Florida officials say unemployment website is nearly fixed, but doubts persist

Published Mar. 1, 2014

TALLAHASSEE — State officials who prematurely celebrated a new unemployment benefits website are saying now that the defects that kept thousands of Floridians from getting benefits since October are mostly fixed.

Officials with Gov. Rick Scott's Department of Economic Opportunity who oversee the CONNECT project say the number of jobless claims stuck in the system for more than a week dropped from more than 58,000 to fewer than 5,000 last month.

"The numbers speak for themselves," said CONNECT project manager Tom McCullion this week. "We're just in a phenomenal position today serving our claimants."

Yet most of the improvement has nothing to do with the DEO, said Alí R. Bustamante, a professor at Florida International University's center for labor research.

Starting Jan. 1, 73,000 Floridians lost their federal long-term unemployment benefits when Congress didn't renew the program. That, combined with a reduction of state benefits, wiped away 17 weeks of unemployment eligibility practically overnight, hitting Florida especially hard because it leads the nation in long-term unemployment.

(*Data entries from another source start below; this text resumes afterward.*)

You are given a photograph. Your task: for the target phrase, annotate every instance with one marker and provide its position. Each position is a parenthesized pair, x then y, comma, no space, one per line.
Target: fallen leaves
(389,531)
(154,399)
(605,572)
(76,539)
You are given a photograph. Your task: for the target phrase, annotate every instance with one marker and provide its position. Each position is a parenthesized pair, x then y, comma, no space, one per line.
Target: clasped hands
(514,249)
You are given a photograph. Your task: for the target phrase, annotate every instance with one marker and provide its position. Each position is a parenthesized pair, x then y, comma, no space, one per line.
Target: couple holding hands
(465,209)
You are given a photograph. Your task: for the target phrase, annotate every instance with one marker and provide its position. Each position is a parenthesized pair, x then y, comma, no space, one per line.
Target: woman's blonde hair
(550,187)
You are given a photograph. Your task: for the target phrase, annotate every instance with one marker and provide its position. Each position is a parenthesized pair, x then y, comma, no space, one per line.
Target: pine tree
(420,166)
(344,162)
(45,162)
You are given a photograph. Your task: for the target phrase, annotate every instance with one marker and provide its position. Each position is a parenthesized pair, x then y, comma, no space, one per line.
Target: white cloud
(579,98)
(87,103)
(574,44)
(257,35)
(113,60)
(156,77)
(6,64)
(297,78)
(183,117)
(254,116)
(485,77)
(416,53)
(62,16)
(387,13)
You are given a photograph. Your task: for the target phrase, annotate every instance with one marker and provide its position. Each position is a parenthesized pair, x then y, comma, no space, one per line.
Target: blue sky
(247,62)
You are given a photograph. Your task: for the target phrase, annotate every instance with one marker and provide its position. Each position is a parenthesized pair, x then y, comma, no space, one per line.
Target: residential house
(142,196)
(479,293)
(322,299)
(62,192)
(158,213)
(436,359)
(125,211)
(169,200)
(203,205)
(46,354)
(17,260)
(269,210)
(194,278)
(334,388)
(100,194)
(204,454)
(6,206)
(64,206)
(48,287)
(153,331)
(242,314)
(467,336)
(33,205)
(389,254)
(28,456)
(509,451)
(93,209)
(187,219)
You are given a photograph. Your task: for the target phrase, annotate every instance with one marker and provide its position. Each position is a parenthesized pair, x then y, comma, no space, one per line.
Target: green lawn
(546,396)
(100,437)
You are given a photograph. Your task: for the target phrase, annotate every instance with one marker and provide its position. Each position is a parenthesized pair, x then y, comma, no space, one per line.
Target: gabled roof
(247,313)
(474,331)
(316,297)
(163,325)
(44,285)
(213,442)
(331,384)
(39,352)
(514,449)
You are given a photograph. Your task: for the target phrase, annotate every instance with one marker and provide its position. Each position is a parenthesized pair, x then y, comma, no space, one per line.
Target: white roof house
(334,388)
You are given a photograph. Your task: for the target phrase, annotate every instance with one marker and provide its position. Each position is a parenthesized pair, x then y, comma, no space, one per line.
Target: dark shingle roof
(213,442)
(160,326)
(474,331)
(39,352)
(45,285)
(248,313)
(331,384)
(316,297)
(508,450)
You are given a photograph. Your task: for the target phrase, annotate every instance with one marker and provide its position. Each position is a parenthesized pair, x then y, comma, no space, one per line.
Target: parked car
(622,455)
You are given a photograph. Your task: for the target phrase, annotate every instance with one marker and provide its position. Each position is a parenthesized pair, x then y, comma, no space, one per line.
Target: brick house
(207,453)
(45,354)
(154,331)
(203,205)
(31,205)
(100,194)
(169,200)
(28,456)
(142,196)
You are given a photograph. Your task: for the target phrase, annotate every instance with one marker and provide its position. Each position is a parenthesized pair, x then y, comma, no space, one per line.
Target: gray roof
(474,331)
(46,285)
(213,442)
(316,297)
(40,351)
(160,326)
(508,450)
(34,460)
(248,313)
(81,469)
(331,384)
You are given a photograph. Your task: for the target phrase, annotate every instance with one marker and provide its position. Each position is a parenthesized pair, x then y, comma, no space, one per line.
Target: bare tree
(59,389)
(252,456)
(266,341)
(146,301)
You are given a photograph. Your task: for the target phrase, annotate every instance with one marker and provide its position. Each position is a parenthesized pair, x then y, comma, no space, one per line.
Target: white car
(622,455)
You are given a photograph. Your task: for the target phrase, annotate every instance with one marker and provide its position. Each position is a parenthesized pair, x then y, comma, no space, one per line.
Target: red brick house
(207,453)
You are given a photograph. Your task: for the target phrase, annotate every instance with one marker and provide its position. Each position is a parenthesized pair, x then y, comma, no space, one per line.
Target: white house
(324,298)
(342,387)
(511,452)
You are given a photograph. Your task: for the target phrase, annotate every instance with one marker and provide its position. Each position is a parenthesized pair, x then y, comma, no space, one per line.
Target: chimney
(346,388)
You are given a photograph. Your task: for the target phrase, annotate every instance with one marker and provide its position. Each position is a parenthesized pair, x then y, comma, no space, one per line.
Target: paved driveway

"That accounts for the drop," Bustamante said. "There was a lot of confusion last month, and a lot of people didn't know what the limit for unemployment compensation was. They know now, so they aren't filing claims."

DEO officials, however, appear eager to take full credit.

In 15 separate news releases, between Feb. 7 and Feb. 27, DEO officials said the lower number of pending cases was "a result of multiple factors: system fixes, DEO-implemented (solutions), increased staff productivity, and increased staff."

Not once did the releases mention that fewer Floridians qualify for unemployment benefits.

"That's definitely disingenuous," Bustamante said.

In response to questions about the lower number of pending cases, DEO spokeswoman Jessica Sims for the first time acknowledged that the elimination of the federal long-term unemployment program would result in fewer cases.

But while that "may contribute to a lesser amount of incoming (claims) that need to be (reviewed and processed), this is not a factor for the dramatic drop," she said in an email Thursday.

Sims reiterated that the drop was brought on more by a combination of fixes, increased staff and higher productivity. But it's still not clear how well the $63 million CONNECT system is functioning. The state started adding 330 new employees in January to expedite the review of claims — at a cost of $165,000 a week.

Sen. Bill Nelson said U.S. Department of Labor Secretary Thomas Perez told him this week that it might be another month or so before a key automated function of the website is "fully working and in place."

"I still believe an independent party has to get to the bottom of why this mess has happened," Nelson said in an email statement.

From the start, DEO officials have exaggerated CONNECT's viability. When the website debuted Oct. 15, job centers across Florida warned DEO officials that claimants couldn't log on or file claims. Undeterred, McCullion declared it a success.

The positive spin continued when DEO executive director Jesse Panuccio told state senators in early November that the media was exaggerating problems.

Complaints from thousands of claimants such as Robin Hopf of Palm Harbor countered the spin. In letters to Scott and other officials, Hopf detailed her troubles. She lost $1,100 in wrongfully denied claims after losing a temp job in health care in October. Forced from her apartment, she has stayed with a succession of friends since November.

"My life has been violated," Hopf said in an interview with the Times/Herald.

It wasn't until Dec. 20 that the DEO began publicly acknowledging problems. It started fining the contractor, Deloitte Consulting, $15,000 a day for ongoing problems. The U.S. Department of Labor intervened last month, forcing the DEO to pay claims delayed longer than a week.

DEO officials said this week that only four of 133 technical defects remain and that the website is performing better than the system it replaced.

That's a dubious distinction. Before CONNECT, Florida's compensation system was failing. In 2012, the state's "recipiency rate" — the proportion of unemployed people who actually receive jobless benefits — was 16 percent, the nation's lowest.

A 2011 law requiring a 45-question "skills review" and an online-only application system combined to thwart thousands of applicants. By 2013, Florida consistently failed to meet federal standards for paying claims, a violation of the Social Security Act.

Federal benchmarks require that states pay 87 percent of initial claims within 14 days. According to the U.S. Department of Labor, Florida paid only 76 percent of initial claims on time last year, failing to meet standards every month.

Sims said the 2008 recession swamped the system with an "unprecedented workload," a problem that was addressed by replacing the old system with CONNECT.

In the new system's first three months, Florida paid only 46 percent of initial claims on time.

"The (DEO) data submitted may contain inaccuracies due to the implementation of the new system and that DEO will submit revised reports as inaccuracies are identified," Sims wrote in an email.